La crisi è quel momento in cui il vecchio muore e il nuovo stenta a nascere. Antonio Gramsci

giovedì 10 dicembre 2015

Poletti e noi

di Cobet
Parliamoci chiaro e smettiamo di fare gli offesi, gli indignati, gli stupiti ma sopratutto i “rivoluzionari” da tastiera davanti alle sempre più frequenti dichiarazioni-attacchi del ministro Poletti al mondo del lavoro. All’oggi, il ministro, ha tutta la possibilità di dire quello che vuole, spalleggiato da Confindustria e lanciare sassi nello stagno che diventano diga negli anni perché a contrapporsi a lui e loro c’è il nulla.
Nel giro di pochi anni questi figli della peggior socialdemocrazia hanno e stanno sterminando il mondo del lavoro portandolo a loro immagine somiglianza, sfruttando la crisi e sfruttando lo sfruttamento del soggetto lavoratore quale esso che sia: dipendente, precario, autonomo o occasionale.

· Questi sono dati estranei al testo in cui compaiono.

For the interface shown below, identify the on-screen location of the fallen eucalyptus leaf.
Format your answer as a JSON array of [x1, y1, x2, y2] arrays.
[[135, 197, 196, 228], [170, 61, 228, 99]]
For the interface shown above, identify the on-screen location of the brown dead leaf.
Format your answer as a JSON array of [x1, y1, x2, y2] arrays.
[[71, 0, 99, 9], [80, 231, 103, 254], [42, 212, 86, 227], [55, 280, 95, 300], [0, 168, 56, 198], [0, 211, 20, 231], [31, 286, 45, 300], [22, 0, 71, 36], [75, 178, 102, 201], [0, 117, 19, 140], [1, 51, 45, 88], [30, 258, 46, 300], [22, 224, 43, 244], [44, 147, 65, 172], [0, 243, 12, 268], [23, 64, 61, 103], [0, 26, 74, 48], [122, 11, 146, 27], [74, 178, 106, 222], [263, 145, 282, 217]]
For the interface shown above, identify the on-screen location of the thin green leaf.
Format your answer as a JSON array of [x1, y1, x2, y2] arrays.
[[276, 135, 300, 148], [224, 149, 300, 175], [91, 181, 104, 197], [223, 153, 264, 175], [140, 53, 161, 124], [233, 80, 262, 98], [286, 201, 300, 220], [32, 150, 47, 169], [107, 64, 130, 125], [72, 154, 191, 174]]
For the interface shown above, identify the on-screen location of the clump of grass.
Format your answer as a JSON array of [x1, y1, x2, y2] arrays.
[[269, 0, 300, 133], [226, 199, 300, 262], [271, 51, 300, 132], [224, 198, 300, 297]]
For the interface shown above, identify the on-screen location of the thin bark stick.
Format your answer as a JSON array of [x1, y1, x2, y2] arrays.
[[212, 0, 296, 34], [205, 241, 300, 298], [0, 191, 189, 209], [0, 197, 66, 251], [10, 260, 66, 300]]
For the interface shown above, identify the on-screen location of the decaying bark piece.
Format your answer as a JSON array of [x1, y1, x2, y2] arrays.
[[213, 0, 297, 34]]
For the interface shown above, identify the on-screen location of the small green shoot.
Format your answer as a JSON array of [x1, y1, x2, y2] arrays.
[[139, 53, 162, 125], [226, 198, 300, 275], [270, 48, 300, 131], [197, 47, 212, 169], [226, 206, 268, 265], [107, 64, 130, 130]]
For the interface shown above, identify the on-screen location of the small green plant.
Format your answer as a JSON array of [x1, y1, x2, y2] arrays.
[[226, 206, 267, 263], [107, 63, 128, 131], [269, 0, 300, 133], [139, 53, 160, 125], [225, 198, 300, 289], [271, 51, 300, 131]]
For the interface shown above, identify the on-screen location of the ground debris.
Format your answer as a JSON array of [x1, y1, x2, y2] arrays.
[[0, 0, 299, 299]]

E’ un gioco al rimbalzo tra governo e padroni, una volta parla uno lanciando proposte che diventano reali nel tempo, una volta parlano gli altri lanciando segnali ben precisi al governo, spalleggiandosi ogni qual volta. In un vecchio articolo ho messo in risalto l’ascesa del leader di Confindustria Squinzi, una ascesa tutta emiliano-romagnola accompagnata dall’altro ministro emergente, con esperienza nel mondo cooperativo, Poletti (che, secondo un articolo di Repubblica, sarebbe al primo posto tra i ministri più graditi).

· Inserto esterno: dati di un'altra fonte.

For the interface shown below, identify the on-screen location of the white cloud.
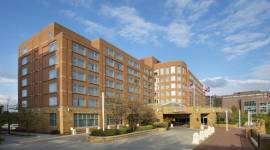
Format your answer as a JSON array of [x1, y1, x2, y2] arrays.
[[202, 76, 270, 95], [165, 0, 215, 22], [0, 75, 17, 84], [60, 10, 113, 36], [251, 61, 270, 80], [166, 22, 191, 47], [0, 94, 18, 109], [60, 0, 93, 8]]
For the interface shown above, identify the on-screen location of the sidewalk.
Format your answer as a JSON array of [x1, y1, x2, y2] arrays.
[[194, 128, 256, 150]]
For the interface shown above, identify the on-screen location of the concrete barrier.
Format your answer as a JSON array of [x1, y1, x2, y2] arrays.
[[199, 130, 205, 141]]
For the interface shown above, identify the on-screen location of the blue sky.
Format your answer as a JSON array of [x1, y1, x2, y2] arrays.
[[0, 0, 270, 105]]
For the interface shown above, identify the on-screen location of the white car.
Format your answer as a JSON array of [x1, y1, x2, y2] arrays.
[[1, 124, 19, 130]]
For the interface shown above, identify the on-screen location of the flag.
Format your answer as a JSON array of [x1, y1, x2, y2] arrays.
[[204, 86, 210, 92], [189, 81, 194, 88]]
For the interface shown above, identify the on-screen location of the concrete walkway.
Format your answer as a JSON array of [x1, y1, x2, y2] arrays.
[[194, 128, 256, 150]]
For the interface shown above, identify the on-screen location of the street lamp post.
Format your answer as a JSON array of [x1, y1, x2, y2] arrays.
[[102, 92, 105, 131], [225, 109, 228, 131]]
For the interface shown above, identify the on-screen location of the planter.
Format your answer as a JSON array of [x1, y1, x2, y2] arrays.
[[88, 128, 166, 143]]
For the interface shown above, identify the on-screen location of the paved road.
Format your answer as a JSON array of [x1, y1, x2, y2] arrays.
[[0, 128, 198, 150], [194, 128, 255, 150]]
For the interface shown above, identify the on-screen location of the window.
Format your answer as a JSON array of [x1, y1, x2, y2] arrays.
[[171, 76, 176, 81], [160, 68, 164, 75], [106, 68, 114, 77], [22, 57, 27, 65], [74, 113, 98, 127], [72, 58, 85, 68], [73, 96, 86, 107], [105, 91, 115, 97], [171, 66, 175, 74], [49, 41, 56, 52], [72, 83, 85, 94], [115, 52, 123, 60], [128, 86, 138, 93], [115, 83, 123, 90], [22, 78, 27, 87], [115, 62, 123, 70], [49, 82, 57, 93], [22, 100, 27, 108], [49, 96, 57, 106], [88, 75, 99, 84], [171, 91, 176, 96], [49, 55, 56, 66], [88, 50, 98, 60], [115, 72, 122, 80], [106, 80, 114, 88], [171, 83, 175, 89], [88, 87, 99, 96], [72, 42, 85, 55], [106, 58, 114, 67], [88, 63, 98, 72], [22, 89, 27, 97], [127, 67, 139, 77], [177, 66, 182, 74], [165, 67, 170, 74], [49, 69, 57, 79], [22, 67, 27, 76], [72, 71, 85, 81], [21, 48, 27, 55], [49, 113, 57, 127], [106, 48, 115, 57], [88, 100, 97, 107]]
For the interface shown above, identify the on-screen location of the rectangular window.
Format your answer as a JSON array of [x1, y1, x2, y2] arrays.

Sistema cooperativo ed Emilia Romagna, un’accoppiata che per i padroni è vincente, un laboratorio politico che da decenni, nel mezzo di una pace sociale assodata da anni sta devastando il welfare sociale. Un sistema che ha visto un piccolo attacco e messo in parte in crisi dalle lotte dei facchini della logistica (in parte perché ha toccato solo quel settore specifico, mancando l’allargamento a tutto il resto del sistema) ma che attraverso il Jobs Act sta ritrovando fonte di rinnovamento e sostentamento.
Cosa succede?
Succede che in molte aziende dove il sistema cooperativo è oramai realtà consolidata nel “prestare” manodopera a basso costo, queste rompono i contratti con le cooperative appaltanti per crearne delle nuove dove i dirigenti sono gli stessi delle aziende appaltatrici, creando di fatto delle scatole cinesi vere e proprie, licenziando i vecchi lavoratori, riassumendoli nel nuovo soggetto cooperativo con il Jobs Act con un taglio del salario sostanziale, aumentando lo sfruttamento e il ricatto all’interno dei posti di lavoro.
Ma questo è solo la prima parte dell’attacco e del disegno voluto dal tandem Governo-Confindustria perché il prossimo passaggio sarà quello di colpire quei lavoratori cosiddetti “privilegiati”, cioè a tempo indeterminato, andando a chiudere il cerchio, facendo tornare il mondo del lavoro indietro di decenni.
E qui arriviamo alla domanda che ultimamente ci facciamo. E “noi” dove siamo e come siamo messi? Noi siamo assenti, troppo preoccupati a difendere il nostro orticello, o troppo concentrati in lotte, sì importanti e necessarie, ma che limitano l’attenzione da tutto il resto che ci circonda e sono di nuovo a chiedere: un movimento che si possa considerare tale può veramente a fronte di un attacco imponente da parte del capitale a 360° accontentarsi della fondamentale lotta in Val Susa, della lotta per la casa e qualche lottarella nel mondo della logistica?
A mio avviso no. Così facendo si lasciano spazi aperti a soggettività anch’esse figlie della peggior socialdemocrazia come i sindacati confederali o organizzazioni rimaste a metodi e modi e ragionamenti del secolo scorso, incapaci di analizzare l’attuale fase e ripensare e ridisegnare lotte degne di essere chiamate tali.
Se oggi non parte una discussione seria su quello che ci sta accadendo intorno a “noi” rimarremo sempre in ritardo rispetto alla controparte, una discussione che parta anche dai numeri che ci offre la controparte ma deve essere serrata, dal mondo del lavoro, alla guerra in atto, su tutto quello dove il nostro nemico, senza una contrapposizione, mette mano e distrugge.
Solo così potremmo ribaltare le certezze della controparte e ribaltare i meccanismi del capitale che vogliono farci credere che crisi è uguale paura e essere pronti che a un nuovo rinnovamento dello stesso, noi possiamo farci trovare pronti, attraverso quelle soggettività formatesi, non solo sotto l’aspetto teorico (aspetto importante), ma anche in quello pratico attraverso lotte reali, le uniche assenti in questa fase storica.